Studying southern light

A next-generation spectrograph will sit atop a giant Southern Hemisphere telescope.
By | Published: February 4, 2005
Spectrograph overview
The Prime Focus Imaging Spectrograph (PFIS) sits in its testing facility at the University of Wisconsin, Madison. Weighing only half a ton, the device is much smaller than previous spectrographs. The PFIS will sit atop the Southern African Large Telescope. Testing of the spectrograph-telescope combination will begin in April.
Astronomy: Michael E. Bakich
February 4, 2005
Astronomers and engineers at the University of Wisconsin, Madison have nearly completed a groundbreaking tool that will help them decipher clues found in distant starlight. The instrument, the Prime Focus Imaging Spectrograph (PFIS), will be attached to the new Southern African Large Telescope (SALT). SALT is located 220 miles (350 kilometers) from Cape Town on a mountain plateau near the edge of the Kalahari Desert. First light — the first test of the complete system using celestial objects — is scheduled for April.
Heart of a spectrograph
A close-up of the “heart” of the Prime Focus Imaging Spectrograph shows (left to right) the diffraction grating, the shutter assembly, and one of the imaging lenses. Astronomers can select from six gratings, each providing a different spectrum.
Astronomy: Michael E. Bakich
The light-collecting mirrors of SALT — ninety-one 1-meter hexagons — form an array 36 feet (11 meters) long by 32 feet (10 meters) wide. Usually, such a large telescope carries instruments whose weight is measured in tons. The PFIS, however, weighs much less.

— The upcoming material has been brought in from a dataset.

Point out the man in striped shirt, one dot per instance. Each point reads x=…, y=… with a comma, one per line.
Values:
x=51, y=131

The reason the PFIS’s weight had to be carefully monitored is its future location. Most spectrographs are huge machines located in separate rooms near their telescopes. The light from these telescopes is carefully routed to the spectrographs, which then break the light into its component colors for study.

The PFIS, on the other hand, will sit at SALT’s prime focus, 10 stories above the primary-mirror array. “Because it is at the prime focus, it has to be a light, small, and remotely operated,” says Kenneth H. Nordsieck, a University of Wisconsin-Madison astronomer now overseeing construction of the $5 million device. “It weighs half a ton as opposed to 10 tons.”

PFIS diffraction grating
Transmission diffraction gratings are used in the Prime Focus Imaging Spectrograph. Only a decade ago, such gratings were considered too inefficient for serious spectroscopy. New gratings, however, are easier to produce and allow 80 percent of the object’s light to be used efficiently.
Astronomy: Michael E. Bakich
“One of our instrument’s specialties is the near ultraviolet — sunburn territory,” Nordsieck says, referencing the swath of the electromagnetic spectrum the device is designed to sample. “This is one of the few big instruments that will be good in the ultraviolet.”

“Another unusual capability of our instrument is that it can take spectra at a rate of 20 times a second,” Nordsieck said. Because of this capability, PFIS will be capable of taking spectral movies of eclipses, pulsing stars, and comets.

The PFIS also is highly versatile. It uses a combination of lenses, filters, and diffraction gratings, which break up the light. The filters and gratings can be individually selected to correspond with the type of object being imaged or the desired wavelength being studied. In addition to high-quality glass lenses, lenses of calcium chloride and sodium chloride also will be used because they are more transparent to ultraviolet light than glass. A lens made of sodium chloride — also known as salt — seems only fitting for this project.